Commercial imagery “can be used today, or they can wait six, eight years and spend billions of dollars building systems,” Susanne Hake, general manager of Vantor’s U.S. government business, said at the U.S. Chamber of Commerce Global Aerospace Summit in September. “We commercial companies have shown that we can deliver at scale, but in order to do that, we do need long-term contracts and consistent funding in order for us to be able to build our technology.”
Vivid Features vectors in Reynosa, Mexico, including road centerlines and 2D and 3D building footprints
But for Bill Greer, of CommonSpace, the market’s continued reliance on the defense sector comes at the expense of other, less-resourced users. Maxar’s rebrand “looks like private equity positioning for a sale, likely to defense primes or similar players,” he wrote on LinkedIn. “If that happens, we can expect further restrictions on who gets access to this data, price increases to make the more restricted data more profitable, and restrictions on how the data is used. Government will pay more for access to the same data, and end users will miss out entirely.”
Some have advocated for government rules that say any imagery purchased with taxpayer dollars be released to a wider array of civic users. Groups like UN-SPIDER have also pushed for more capacity and training for Earth observation, especially in developing countries.
Satellite companies could also open up more of their archives. If they did, Greer thinks the industry could drive more non-defense commercial business. “This is a big spot where the commercial industry gets it wrong,” he says. “They’re not developing the market without allowing access to that data.”
Sentry integrates Vantor’s Cortex and Forge software to automate multi-constellation orchestration and intelligence analysis.
There’s some historical precedent here. The Landsat program began providing then-precious 60-meter views of Earth in 1972, but its full impact was limited by cost, with prices reaching $4,500 per scene during the 1980s when the commercial sector operated the satellite. In 2008, the United States Geological Survey (USGS) transitioned to a policy of open data, free to users.

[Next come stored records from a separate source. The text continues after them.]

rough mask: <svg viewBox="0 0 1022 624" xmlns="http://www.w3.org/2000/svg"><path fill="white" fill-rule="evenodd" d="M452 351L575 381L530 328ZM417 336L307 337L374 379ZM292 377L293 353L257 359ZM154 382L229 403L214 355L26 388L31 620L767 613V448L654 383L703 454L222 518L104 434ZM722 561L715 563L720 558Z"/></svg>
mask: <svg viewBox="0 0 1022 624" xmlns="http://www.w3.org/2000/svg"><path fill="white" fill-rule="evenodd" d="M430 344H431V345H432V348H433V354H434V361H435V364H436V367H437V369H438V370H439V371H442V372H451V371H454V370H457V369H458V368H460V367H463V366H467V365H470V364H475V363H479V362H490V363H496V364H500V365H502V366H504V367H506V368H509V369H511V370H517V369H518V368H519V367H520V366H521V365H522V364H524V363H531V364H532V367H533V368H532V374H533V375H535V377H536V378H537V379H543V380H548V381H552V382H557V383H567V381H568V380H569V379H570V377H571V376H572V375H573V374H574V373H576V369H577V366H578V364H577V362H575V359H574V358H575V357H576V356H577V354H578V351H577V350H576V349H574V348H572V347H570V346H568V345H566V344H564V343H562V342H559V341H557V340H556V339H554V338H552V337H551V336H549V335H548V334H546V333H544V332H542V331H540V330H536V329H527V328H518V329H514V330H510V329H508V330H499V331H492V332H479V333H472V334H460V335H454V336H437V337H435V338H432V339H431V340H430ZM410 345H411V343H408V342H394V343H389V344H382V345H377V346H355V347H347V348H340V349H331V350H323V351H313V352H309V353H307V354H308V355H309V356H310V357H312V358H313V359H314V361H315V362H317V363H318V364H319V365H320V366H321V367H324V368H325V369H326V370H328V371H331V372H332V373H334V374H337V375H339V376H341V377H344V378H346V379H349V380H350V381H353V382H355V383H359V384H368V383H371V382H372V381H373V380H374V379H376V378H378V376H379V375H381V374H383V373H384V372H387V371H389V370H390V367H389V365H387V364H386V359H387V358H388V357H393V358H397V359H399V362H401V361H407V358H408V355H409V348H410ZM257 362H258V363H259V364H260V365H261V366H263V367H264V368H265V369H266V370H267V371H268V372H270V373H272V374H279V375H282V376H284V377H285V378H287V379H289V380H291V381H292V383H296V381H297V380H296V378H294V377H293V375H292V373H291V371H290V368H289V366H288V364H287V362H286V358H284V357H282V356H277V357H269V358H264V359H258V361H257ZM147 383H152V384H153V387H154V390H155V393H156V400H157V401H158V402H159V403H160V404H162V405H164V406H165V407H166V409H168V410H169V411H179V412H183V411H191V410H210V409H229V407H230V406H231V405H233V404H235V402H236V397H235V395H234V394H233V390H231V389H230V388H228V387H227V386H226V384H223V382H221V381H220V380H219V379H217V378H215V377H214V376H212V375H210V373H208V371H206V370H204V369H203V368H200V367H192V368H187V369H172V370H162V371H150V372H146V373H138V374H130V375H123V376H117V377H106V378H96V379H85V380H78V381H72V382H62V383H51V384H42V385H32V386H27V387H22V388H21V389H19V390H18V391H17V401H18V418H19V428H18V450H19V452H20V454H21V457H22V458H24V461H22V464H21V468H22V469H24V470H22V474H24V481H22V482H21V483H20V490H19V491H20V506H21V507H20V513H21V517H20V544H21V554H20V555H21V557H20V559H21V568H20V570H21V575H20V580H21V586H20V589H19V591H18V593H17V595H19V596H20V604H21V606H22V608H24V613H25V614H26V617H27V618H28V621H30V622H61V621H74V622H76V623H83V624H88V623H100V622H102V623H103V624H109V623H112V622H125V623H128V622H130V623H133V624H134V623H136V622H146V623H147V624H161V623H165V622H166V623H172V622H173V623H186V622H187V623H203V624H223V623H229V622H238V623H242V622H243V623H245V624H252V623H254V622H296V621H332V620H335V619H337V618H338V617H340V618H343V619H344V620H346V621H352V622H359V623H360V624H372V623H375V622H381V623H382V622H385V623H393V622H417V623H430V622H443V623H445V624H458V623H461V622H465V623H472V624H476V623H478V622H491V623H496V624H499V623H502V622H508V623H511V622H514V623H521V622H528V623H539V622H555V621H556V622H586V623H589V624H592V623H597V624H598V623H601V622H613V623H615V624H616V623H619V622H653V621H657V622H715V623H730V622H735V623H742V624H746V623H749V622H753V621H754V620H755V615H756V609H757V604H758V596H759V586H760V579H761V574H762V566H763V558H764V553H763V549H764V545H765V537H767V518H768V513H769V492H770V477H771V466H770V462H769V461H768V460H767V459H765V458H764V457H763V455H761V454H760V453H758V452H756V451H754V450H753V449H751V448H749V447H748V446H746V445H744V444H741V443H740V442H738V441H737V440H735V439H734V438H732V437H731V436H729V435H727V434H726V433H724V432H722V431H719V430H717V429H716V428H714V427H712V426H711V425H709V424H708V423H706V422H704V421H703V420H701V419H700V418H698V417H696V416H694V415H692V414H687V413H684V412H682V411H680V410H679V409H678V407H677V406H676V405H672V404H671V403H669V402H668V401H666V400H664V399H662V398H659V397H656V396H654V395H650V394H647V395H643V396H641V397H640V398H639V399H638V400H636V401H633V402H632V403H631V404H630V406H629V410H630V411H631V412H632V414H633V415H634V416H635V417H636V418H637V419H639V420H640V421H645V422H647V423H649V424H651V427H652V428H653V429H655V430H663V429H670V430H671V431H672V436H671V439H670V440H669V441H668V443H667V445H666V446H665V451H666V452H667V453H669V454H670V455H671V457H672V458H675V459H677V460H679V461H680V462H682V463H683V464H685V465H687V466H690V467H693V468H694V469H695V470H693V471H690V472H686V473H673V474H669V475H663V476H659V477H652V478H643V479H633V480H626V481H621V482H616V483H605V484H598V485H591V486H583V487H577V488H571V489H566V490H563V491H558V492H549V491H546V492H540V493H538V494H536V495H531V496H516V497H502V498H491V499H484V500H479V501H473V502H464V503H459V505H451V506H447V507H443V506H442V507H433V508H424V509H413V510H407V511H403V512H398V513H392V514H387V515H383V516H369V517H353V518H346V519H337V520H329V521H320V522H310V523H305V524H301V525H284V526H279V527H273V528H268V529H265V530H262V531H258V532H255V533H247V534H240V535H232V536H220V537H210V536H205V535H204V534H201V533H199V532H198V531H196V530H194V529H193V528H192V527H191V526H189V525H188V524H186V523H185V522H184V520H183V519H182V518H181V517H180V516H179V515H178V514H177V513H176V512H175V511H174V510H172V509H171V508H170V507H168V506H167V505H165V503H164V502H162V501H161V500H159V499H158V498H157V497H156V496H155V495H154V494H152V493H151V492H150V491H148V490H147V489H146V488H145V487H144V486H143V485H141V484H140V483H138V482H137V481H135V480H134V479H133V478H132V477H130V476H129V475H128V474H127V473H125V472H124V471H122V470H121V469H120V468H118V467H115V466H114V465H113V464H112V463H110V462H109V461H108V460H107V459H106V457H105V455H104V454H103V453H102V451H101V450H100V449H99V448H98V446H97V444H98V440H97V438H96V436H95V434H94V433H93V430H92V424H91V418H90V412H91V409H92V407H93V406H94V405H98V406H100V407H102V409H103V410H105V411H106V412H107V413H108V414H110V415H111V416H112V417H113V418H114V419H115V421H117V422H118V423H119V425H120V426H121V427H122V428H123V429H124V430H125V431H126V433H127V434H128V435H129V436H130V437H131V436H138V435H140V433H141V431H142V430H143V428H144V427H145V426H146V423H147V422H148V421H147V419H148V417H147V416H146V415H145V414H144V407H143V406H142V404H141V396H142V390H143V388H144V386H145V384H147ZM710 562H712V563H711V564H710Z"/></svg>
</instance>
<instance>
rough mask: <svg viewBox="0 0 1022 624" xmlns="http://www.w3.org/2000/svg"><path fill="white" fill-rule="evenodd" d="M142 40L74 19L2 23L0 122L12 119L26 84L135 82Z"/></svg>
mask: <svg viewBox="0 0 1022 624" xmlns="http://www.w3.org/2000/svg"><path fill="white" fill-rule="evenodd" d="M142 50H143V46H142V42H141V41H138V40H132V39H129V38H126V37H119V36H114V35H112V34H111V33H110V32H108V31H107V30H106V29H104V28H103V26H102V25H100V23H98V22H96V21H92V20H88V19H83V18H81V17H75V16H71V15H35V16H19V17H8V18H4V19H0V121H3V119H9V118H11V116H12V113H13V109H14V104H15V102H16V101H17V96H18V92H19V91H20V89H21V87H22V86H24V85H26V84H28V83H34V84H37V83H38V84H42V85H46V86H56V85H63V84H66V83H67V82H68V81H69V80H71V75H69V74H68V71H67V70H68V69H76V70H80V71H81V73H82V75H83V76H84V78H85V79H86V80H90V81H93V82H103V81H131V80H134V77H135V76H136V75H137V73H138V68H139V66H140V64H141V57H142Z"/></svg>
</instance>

The impact was immediate. Daily downloads skyrocketed from 53 scenes to more than 5,700, and within three years, a report found annual economic benefits of $1.7 billion in the United States alone, according to a June report by the Group on Earth Observations (GEO), a partnership of governments and international organizations. By 2023, those benefits had grown to $25 billion annually, far exceeding the $5 million collected in data sales by the USGS. The open data enabled projects like Australia’s water resource mapping, which analysed 300,000 Landsat scenes to grasp continental-scale water trends, and, said GEO, “catalysed a global movement toward open-access Earth observation.”
Greer would like to see the commercial sector follow Landsat’s lead and open up more of its data. “The problem is that this data is super good, and access isn’t,” he says. He adds: “My hope is that you start seeing more of that [data], and then that leads to tasking, and there would actually be growth in the industry, and more people that actually understand the value.”